Jak ułatwić dziecku naukę dobrych manier?
- Chwal wszystkie przejawy grzeczności u dziecka („Bardzo ładnie podziękowałeś pani za lizaka”), zamiast zauważać tylko jego potknięcia
- Każdemu czasem zdarza się zapomnieć o grzeczności – na takie sytuacje przydaje się wypracowany, zabawny sposób upominania np. „O o! Ktoś tu zapomniał powiedzieć dziękuje po skończonym obiedzie”. Ważne by stosować go do wszystkich domowników. Dzieci są zachwycone, gdy uda im się „przyłapać” dorosłych na niestosowaniu zasad, na które się umówili, a przy okazji mogą utrwalić sobie
te reguły. - Poszukajcie ciekawych, pouczających i zabawnych książeczek o nauce grzeczności.
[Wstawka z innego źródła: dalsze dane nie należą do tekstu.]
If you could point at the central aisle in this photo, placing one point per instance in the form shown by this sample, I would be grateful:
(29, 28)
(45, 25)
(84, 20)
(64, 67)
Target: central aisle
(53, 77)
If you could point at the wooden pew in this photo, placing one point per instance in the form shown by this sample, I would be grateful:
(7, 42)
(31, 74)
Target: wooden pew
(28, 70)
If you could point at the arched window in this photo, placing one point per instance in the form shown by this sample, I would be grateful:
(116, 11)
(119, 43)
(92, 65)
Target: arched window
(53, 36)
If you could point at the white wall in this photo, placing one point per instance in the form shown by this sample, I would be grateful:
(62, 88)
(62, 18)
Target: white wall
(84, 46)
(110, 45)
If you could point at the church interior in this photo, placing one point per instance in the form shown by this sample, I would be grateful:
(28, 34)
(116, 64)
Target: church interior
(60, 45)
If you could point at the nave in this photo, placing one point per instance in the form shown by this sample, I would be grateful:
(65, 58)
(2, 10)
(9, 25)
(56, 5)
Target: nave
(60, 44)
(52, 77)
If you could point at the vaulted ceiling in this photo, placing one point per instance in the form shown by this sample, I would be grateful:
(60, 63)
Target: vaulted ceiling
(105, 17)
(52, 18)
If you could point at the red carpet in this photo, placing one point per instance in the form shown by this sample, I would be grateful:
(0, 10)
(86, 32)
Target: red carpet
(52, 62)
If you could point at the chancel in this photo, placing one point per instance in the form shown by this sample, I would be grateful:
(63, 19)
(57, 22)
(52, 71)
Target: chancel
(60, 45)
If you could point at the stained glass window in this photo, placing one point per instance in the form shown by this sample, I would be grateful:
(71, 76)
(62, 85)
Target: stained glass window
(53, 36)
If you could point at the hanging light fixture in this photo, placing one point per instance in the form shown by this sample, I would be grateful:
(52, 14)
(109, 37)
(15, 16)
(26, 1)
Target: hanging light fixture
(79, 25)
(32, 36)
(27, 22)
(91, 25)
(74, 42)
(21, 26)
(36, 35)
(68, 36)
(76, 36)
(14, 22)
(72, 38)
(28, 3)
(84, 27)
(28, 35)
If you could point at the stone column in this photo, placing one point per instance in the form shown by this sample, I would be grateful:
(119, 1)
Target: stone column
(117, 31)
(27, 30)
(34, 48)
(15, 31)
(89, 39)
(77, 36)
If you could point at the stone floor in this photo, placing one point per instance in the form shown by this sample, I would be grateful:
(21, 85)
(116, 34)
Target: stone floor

- Dzieci lubią najróżniejsze rymowanki, wierszyki i rytuały związane ze zwrotami grzecznościowymi, np.”- Smacznego – Dziękujemy, smacznie zjemy!”, „-Dobranoc! – Pchły na noc…”.
- Utrwalanie „magicznych słów”- proszę, dziękuję, przepraszam, i najprostszych zwrotów: „czy możesz podać mi chleb, proszę”, może być dla dziecka bardzo ciekawe i zabawne, jeśli będziemy razem z nim ćwiczyć ich używania odgrywając scenki przy pomocy lalek, pluszaków albo figurek.
- W uporządkowaniu zasad, które obowiązują w naszym domu, może pomóc spisanie ich, czy zilustrowanie odpowiednimi obrazkami i powieszenie takiego kodeksu w widocznym miejscu. Jeśli nie zawsze umiemy być konsekwentni, przydać się mogą tablice grzeczności, na których będziemy przyznawać dziecku słoneczka lub uśmiechy za pozytywne zachowania i smutne buźki za niegrzeczne.
- Przed większymi wyzwaniami , czyli np. ważną uroczystością rodzinną lub wizytą u znajomych, lepiej przygotować dziecko, tłumacząc mu dokładnie czego od niego oczekujemy, jak powinno się zachowywać.
- Choć czasem potrzebna będzie reprymenda, nie gań i nie zawstydzaj dziecka publicznie – to także element dobrych manier. Zanim zaczniesz gderać, lepiej przypomnij sobie wierszyk J. Brzechwy o kwoce, która w opryskliwy sposób łajała swoich gości, cały czas podpierając się swoim mottem „grunt to dobre wychowanie”.